14/2/25 Prices

Another cold snap is forecast for the US over the next few days. Overnight minimums crept as low as -30C in Minnesota. Across the hard red winter wheat belt temperatures were as low as -17C in parts of north central Kansas. Unlike the last freeze this time around much of the winter wheat country as far south as Oklahoma has some degree of snow cover to protect young dormant wheat crops. There are a few small pockets with little cover, but generally this freeze event does not pose the level of risk as the prior event. Temperatures in northern Kansas will become brutal though, possibly slipping as low as -25C before the middle of next week. Something those living in Minnesota, N.Dakota or Montana could only wish for.
US wheat futures found limited support, HRWW futures found a little more support from the weather forecast but both SRWW and SW were generally a couple of cents per bushel higher. Out of the US Pacific Northwest values tracked the US futures market higher. Compared to yesterdays conversion HRWW gained roughly AUD$3.13 / tonne while spring wheat was more subdued gaining roughly AUD$0.15/t, the weaker USD against the AUD not helping much at all.
The AUD was weaker against the Euro, helping to buffer some of the move lower in Paris milling wheat futures which slid €1.00 / tonne nearby and €0.75/t in the December slot.

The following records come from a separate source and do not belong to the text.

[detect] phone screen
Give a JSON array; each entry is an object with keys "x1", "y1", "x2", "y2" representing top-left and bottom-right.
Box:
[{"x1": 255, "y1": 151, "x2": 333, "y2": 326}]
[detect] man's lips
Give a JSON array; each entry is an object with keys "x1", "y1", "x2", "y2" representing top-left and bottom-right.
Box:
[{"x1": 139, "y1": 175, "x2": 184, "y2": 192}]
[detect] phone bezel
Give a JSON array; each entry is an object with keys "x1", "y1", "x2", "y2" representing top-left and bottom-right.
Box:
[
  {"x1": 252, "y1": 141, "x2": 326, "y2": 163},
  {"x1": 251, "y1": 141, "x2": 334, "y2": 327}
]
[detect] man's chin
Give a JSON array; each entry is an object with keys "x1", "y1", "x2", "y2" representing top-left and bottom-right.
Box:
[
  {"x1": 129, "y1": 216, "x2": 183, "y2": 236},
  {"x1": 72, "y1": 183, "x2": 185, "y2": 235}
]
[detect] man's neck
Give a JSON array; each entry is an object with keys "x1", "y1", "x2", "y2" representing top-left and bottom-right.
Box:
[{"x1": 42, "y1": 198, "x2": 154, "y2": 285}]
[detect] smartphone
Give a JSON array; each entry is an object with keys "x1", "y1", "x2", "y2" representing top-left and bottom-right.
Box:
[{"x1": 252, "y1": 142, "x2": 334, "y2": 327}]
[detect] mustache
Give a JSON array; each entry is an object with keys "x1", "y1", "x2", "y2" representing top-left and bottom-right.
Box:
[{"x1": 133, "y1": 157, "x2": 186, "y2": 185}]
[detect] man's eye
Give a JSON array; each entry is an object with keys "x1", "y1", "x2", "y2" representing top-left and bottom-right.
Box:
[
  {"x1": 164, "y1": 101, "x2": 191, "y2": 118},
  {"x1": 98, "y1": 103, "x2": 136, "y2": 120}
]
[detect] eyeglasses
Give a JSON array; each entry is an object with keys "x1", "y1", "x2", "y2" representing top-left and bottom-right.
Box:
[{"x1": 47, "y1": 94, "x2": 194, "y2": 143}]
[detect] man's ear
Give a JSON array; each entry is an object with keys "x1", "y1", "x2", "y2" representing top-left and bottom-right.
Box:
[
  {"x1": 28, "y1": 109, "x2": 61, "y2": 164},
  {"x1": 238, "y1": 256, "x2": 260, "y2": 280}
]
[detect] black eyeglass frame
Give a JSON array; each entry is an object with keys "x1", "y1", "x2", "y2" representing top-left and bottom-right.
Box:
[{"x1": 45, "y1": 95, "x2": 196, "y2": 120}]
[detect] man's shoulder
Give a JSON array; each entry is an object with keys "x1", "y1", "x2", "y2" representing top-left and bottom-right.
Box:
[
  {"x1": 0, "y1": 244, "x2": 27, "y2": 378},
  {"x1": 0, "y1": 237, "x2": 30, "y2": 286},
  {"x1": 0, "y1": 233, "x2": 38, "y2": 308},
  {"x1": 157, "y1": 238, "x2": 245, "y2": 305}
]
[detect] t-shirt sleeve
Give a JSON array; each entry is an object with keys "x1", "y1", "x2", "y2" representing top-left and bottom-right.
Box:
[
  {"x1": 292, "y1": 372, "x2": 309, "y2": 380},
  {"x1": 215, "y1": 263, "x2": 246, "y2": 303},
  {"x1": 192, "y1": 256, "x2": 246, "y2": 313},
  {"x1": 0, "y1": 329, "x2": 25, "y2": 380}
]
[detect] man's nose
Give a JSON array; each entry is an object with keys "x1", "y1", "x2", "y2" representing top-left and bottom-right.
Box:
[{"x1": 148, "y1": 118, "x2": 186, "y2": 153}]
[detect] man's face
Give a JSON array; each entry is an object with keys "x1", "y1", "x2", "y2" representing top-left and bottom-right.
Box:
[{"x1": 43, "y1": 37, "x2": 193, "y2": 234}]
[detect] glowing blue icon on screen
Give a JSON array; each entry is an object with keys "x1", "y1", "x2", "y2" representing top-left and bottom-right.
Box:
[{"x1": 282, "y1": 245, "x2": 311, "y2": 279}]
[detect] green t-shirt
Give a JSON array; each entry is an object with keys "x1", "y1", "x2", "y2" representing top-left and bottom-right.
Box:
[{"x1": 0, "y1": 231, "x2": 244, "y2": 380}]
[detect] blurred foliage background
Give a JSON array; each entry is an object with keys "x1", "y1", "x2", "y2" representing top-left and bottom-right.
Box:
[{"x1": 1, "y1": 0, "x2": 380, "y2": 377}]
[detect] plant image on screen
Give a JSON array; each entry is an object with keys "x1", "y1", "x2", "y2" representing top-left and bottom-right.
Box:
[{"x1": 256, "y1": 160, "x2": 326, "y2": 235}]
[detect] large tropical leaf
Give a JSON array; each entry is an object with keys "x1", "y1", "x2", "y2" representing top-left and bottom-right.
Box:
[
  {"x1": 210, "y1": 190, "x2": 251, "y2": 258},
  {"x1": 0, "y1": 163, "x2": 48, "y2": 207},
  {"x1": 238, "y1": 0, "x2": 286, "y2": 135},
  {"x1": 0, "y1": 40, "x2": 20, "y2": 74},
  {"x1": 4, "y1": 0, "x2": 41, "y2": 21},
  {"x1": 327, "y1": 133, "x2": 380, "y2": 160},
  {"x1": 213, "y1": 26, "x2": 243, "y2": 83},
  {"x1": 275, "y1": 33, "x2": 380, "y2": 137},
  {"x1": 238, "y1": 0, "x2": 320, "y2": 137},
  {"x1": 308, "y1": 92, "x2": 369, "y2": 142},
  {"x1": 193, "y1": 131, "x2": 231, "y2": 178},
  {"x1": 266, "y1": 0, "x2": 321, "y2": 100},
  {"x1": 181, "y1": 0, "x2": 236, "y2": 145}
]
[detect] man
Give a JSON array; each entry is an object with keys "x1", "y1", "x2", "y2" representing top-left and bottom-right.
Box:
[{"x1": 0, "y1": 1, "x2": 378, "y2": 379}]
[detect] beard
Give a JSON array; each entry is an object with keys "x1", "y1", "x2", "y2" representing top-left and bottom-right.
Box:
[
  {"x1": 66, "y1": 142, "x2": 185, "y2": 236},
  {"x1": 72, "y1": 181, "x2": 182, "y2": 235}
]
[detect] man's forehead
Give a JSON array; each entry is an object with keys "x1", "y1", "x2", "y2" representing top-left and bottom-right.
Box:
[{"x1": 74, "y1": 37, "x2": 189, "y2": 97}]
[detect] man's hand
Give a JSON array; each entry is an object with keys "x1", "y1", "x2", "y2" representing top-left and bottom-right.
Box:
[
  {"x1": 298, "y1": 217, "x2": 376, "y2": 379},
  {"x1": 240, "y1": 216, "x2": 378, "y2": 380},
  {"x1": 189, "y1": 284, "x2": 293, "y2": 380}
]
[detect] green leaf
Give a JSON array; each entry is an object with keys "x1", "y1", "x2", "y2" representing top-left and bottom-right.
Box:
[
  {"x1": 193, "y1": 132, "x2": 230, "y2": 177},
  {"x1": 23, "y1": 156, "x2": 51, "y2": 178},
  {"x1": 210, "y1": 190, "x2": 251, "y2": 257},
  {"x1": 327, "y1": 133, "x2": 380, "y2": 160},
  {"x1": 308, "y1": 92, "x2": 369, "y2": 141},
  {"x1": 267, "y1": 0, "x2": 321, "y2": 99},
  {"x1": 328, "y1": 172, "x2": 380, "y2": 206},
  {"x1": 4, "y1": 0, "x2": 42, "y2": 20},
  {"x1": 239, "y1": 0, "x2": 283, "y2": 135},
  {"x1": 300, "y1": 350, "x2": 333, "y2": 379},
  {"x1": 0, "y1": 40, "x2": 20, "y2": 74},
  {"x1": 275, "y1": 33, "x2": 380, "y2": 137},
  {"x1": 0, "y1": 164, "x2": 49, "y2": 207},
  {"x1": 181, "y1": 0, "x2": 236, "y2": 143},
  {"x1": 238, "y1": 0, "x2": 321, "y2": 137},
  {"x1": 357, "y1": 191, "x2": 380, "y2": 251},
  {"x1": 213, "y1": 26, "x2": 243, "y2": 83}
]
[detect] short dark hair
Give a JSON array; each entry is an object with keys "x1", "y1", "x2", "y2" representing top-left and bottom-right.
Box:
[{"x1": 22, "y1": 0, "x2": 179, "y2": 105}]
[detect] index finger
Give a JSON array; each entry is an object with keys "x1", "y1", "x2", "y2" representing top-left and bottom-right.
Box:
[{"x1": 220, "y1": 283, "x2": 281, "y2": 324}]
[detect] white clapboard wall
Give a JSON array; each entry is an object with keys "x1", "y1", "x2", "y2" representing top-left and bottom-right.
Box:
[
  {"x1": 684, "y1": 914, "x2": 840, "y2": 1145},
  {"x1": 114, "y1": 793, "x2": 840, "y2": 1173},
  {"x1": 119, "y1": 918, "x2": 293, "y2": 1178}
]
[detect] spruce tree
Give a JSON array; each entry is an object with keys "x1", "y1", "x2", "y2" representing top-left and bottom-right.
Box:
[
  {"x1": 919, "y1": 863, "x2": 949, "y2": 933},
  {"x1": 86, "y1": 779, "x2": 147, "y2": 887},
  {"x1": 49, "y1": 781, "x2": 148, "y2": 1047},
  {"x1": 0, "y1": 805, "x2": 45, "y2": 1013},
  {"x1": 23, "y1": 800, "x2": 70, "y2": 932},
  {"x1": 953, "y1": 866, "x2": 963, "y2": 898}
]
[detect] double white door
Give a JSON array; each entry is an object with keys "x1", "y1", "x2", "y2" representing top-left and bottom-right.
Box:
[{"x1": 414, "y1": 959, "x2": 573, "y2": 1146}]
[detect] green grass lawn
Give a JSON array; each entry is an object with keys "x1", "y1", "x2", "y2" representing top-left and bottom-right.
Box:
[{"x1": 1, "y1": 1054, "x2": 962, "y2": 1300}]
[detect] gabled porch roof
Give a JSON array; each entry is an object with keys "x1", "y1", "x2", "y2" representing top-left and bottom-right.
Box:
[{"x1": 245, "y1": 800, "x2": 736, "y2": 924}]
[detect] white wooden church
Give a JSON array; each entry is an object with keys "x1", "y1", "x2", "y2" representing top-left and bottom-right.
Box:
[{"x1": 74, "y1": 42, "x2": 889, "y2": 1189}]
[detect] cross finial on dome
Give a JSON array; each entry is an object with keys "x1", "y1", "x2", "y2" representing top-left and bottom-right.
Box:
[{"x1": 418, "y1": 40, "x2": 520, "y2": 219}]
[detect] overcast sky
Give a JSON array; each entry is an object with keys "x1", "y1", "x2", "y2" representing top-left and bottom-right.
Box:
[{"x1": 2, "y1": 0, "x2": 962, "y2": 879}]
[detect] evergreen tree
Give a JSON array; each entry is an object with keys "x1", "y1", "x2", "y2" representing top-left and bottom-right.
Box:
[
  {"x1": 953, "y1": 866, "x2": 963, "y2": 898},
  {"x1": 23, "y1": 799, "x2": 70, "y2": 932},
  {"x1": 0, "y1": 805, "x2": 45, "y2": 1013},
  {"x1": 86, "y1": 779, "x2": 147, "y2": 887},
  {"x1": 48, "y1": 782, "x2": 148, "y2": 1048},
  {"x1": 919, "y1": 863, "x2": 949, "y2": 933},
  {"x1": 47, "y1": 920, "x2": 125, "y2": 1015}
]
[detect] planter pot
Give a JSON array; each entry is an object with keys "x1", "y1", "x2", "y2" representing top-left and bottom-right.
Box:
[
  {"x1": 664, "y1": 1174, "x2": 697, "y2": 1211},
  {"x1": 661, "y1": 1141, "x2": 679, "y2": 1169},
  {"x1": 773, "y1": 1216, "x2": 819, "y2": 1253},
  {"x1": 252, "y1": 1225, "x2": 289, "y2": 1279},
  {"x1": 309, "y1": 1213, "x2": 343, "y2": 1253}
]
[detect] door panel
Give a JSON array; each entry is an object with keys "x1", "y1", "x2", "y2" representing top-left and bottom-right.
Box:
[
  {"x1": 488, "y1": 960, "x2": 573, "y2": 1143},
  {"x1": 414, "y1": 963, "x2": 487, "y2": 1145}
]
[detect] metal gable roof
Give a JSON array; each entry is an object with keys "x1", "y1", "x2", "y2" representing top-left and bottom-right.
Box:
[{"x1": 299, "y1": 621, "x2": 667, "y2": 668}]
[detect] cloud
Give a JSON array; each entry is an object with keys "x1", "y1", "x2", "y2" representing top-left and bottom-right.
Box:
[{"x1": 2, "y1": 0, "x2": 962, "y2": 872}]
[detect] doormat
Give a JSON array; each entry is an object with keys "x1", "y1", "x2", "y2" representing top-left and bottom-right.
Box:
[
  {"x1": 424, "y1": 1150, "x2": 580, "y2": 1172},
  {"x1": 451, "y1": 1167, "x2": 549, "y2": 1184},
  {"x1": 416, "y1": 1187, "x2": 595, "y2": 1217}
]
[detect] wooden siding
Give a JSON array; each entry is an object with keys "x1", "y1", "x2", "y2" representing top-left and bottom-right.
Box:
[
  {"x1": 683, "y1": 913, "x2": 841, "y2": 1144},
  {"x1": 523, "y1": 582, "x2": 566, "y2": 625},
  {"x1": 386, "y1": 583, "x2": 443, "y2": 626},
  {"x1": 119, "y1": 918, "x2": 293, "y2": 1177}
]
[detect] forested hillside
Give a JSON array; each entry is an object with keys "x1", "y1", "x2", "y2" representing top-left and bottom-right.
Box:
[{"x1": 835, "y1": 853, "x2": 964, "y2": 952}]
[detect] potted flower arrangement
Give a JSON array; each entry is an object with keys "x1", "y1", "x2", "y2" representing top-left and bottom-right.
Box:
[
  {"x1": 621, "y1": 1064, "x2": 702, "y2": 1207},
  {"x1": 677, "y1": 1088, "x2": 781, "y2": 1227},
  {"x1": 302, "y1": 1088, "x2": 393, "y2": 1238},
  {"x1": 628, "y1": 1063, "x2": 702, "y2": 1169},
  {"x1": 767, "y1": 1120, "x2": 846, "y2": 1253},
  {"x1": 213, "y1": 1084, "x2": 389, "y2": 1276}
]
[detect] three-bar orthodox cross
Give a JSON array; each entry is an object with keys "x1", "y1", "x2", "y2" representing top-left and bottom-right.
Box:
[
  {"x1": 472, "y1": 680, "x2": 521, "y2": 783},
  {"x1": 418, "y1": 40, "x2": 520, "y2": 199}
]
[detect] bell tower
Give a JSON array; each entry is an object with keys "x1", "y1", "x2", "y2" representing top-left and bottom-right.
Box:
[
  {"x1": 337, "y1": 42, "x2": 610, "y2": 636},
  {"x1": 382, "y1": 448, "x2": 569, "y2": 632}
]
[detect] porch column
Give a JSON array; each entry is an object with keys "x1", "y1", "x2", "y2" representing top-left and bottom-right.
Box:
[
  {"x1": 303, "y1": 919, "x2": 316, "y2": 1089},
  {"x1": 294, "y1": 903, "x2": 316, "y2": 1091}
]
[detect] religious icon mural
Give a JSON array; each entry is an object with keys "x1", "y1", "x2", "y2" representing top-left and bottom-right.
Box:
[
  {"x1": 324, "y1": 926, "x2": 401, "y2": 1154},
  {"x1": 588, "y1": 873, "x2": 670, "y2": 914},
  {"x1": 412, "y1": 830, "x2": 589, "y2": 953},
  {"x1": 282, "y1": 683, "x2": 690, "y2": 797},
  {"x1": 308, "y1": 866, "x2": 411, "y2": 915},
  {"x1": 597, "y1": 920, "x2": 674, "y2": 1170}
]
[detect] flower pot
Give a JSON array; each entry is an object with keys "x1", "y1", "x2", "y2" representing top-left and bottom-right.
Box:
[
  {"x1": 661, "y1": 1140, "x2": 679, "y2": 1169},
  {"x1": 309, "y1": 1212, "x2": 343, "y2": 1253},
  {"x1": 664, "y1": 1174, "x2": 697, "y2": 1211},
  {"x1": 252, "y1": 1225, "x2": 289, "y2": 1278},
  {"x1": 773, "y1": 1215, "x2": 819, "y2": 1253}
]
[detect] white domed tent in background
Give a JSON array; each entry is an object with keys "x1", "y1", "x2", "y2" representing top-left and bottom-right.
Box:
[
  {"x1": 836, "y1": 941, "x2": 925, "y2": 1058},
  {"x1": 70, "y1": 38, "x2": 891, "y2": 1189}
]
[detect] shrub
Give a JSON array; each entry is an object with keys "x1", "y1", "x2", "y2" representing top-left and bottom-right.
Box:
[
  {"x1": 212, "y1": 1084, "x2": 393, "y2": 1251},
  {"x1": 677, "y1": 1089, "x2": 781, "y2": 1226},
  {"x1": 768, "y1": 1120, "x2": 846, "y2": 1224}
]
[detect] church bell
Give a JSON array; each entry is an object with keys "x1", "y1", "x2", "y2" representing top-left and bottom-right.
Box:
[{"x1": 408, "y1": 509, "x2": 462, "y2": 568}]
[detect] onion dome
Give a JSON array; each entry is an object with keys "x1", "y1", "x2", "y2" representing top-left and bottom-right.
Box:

Paris rapeseed was sideways, closing in the green by just €0.75 nearby and flat in the Feb 26 slot.
Algeria was said to have picked up 330kt of Black Sea wheat at US$262 – US$263 CIF from Romania, Bulgaria and Ukraine. The tonnage is a little lower than initial estimates of 550kt – 600kt. On the back of an envelope this is roughly equivalent to about AUD$270 XF LPP, confirming that Aussie wheat is not competitive into the N.African market, and nor should it be. Is does tend to indicate that the FOB B/S value sold at would work into SE Asia at a price something close to the equivalent XF LPP value of AUD$380/ tonne. Aussie white wheat will often exceed a premium of AUD$25 to red wheat to millers.